If the optical inspection involves identical and clearly identifiable features, machine vision, as it has become established in industry, is ideally suited. However, the more blurring there is, the higher the error rate. And when it comes to recognizing variants or completely different objects, the software has to be reprogrammed at relatively high cost. Both of these weaknesses can be avoided by using deep learning methods.

Deep learning methods are based on huge amounts of data and artificial neural networks. The system is trained with the help of countless images and their labeling as good or bad images; based on the algorithms and the artificial neural networks, it 'learns' which objects correspond to the specifications, i.e. which are good, and which are not. During use, the system continues to learn and the recognition rate improves continuously.
After a short training phase, the system can also deal with object variants or other objects and not only assess the quality of inspected parts, but also reliably classify objects. To do this, the software must be able to process huge amounts of data. This means that high-performance processors or - depending on the application - graphics cards are required. Some companies outsource these processes to cloud services.

However, it is often unavoidable to run the processing close to the application when it comes to issues such as latency, bandwidth or security.
GPU-based solutions have the disadvantage that they consume a lot of energy. Cloud-based solutions are associated with latency times and fluctuating bandwidths, meaning that (hard) real time cannot usually be guaranteed. In addition, security issues need to be clarified to prevent data espionage or manipulation.

Can be used on the Edge

The 'Movidius Myriad X' from Intel has a neural computing unit that accelerates demanding deep learning calculations (inferences) without consuming a lot of energy.

© Intel

With the latest generation of the Movidius Myriad X (MA2485) Vision Processing Unit (VPU), Intel now offers an alternative that can be used at the edge and guarantees the real-time capability and security required for industrial processes. The VPU is equipped with a neural processing unit that is used exclusively to accelerate the demanding deep learning calculations (inferences) without consuming a lot of energy. As a result, the 'Myriad-X' architecture delivers a computing power of 1 TOPS - that is one trillion operations per second. The total performance can reach over 4 TOPS. As the computing unit is specifically designed for inference, classic solutions must still be used to train the models.

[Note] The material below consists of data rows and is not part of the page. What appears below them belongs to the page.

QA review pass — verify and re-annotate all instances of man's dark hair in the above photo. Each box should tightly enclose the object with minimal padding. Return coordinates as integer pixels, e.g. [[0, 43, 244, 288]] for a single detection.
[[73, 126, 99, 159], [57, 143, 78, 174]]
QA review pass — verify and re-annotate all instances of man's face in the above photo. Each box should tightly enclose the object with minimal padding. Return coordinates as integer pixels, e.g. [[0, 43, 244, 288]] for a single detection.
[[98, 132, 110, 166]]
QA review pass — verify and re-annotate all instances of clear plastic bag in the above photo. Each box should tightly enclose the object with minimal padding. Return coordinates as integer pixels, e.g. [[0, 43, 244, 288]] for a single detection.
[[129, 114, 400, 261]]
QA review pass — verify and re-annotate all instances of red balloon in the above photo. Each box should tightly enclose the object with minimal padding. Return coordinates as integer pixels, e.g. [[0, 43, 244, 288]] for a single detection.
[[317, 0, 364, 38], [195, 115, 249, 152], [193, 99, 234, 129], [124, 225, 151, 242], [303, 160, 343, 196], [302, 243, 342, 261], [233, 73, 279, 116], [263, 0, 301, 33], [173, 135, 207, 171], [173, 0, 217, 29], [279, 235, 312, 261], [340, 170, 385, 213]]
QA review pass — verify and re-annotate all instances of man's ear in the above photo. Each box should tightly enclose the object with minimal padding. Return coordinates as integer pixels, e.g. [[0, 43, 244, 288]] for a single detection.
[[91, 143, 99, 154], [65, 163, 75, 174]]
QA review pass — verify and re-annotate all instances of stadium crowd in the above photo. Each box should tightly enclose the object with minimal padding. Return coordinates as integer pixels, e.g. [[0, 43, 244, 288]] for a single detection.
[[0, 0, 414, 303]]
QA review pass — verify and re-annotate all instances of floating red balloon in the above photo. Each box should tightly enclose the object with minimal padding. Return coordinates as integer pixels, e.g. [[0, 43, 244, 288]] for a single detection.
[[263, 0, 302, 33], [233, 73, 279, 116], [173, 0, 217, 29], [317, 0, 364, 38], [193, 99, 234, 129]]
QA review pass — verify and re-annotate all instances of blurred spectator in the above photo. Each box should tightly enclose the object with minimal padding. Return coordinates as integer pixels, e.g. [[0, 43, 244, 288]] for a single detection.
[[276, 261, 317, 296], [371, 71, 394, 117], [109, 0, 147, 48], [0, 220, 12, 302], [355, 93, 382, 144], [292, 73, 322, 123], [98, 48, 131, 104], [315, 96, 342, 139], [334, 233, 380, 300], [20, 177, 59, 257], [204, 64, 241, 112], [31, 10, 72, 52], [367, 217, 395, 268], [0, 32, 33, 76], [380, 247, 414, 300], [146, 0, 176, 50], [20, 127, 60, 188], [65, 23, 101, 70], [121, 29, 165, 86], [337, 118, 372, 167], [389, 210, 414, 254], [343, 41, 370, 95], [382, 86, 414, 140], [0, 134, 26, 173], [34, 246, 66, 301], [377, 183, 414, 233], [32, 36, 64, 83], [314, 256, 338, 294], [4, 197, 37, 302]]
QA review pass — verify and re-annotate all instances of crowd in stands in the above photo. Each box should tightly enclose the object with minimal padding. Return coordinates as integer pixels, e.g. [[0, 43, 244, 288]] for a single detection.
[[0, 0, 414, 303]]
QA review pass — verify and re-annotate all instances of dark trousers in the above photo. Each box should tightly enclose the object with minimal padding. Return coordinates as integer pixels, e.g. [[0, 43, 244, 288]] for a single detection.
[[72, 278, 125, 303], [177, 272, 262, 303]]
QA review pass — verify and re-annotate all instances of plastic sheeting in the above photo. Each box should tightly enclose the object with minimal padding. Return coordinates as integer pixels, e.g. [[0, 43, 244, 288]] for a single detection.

In addition to this neural computing unit, a number of other components ensure that the VPUs work extremely quickly, even with continuously high workloads due to deep learning processes: With several 128-bit VLIW (Very Long Instruction Word) vector processors that can be programmed in C, several application pipelines for image processing and recognition can be processed in parallel. A suite of over 20 hardware accelerators ensures, for example, that the optical flow or stereo depth can be controlled without generating additional load.
The 2.5 Mbyte on-chip memory has freely accessible intelligent memory structures that minimize the data flow on the chip: With a bandwidth of 450 Gbyte/s, both access time is reduced and energy consumption is lowered to less than 3 W. In addition, 4 Gbytes of LPDDR4 memory are available.

Based on the small package size of 71 mm2 and a height of 1 mm of the VPU, the manufacturers Aaeon, Advantech, IEI or Intel offer plug-in cards with one or more 'Myriad X' VPUs as MiniPCIe, M.2 or PCIe variants, all of which are available from the distributor Rutronik. The wide selection of different form factors and the scalability of certain cards make it possible to fulfill a wide range of requirements in the field of vision computing.

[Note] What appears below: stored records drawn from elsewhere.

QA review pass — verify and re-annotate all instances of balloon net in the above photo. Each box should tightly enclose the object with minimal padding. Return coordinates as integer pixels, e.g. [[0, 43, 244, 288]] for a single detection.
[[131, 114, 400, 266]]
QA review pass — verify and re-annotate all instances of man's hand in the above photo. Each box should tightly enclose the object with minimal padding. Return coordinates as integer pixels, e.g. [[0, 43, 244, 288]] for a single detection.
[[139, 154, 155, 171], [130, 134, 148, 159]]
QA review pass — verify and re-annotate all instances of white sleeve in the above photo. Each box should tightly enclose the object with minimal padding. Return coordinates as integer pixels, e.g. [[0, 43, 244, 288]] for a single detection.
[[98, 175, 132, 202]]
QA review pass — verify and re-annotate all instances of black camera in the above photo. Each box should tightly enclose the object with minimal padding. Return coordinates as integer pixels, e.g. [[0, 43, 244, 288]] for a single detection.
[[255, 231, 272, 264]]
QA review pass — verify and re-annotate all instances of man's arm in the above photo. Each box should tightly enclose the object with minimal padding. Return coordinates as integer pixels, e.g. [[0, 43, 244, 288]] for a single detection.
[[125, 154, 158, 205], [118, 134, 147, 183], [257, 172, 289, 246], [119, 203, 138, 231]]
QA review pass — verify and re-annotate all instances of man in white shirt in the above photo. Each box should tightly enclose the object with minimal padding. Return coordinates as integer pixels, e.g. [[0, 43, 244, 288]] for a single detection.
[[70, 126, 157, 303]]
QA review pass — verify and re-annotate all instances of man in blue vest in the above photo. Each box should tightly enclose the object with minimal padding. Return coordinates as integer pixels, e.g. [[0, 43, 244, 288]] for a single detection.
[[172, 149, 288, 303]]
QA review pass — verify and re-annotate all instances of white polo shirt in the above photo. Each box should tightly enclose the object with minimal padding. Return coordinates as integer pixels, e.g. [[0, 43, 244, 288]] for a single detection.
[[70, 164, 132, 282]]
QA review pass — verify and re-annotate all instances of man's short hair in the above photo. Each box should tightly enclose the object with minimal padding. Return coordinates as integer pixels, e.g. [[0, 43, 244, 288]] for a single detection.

Toolkit for customized models

Florian Schmäh is Product Sales Manager Boards at Rutronik Elektronische Bauelemente in Ispringen.

© Rutronik

Intel offers the 'OpenVino' software toolkit to match the VPU, which simplifies and accelerates the development, installation and execution of deep learning models for all image recognition solutions and computer vision applications. With the Python-based deep learning model optimizer, the trained models can be imported, converted and optimized for the respective hardware, thus increasing the performance of the system used. 'OpenVino' supports Intel's VPU, CPU, iGPU and FPGA solutions.

The imported and optimized deep learning models are then transferred to the Deep Learning Inference Engine API. This allows them to be transferred to different platforms. Samples for speech or image recognition, for example, make it even easier to get started.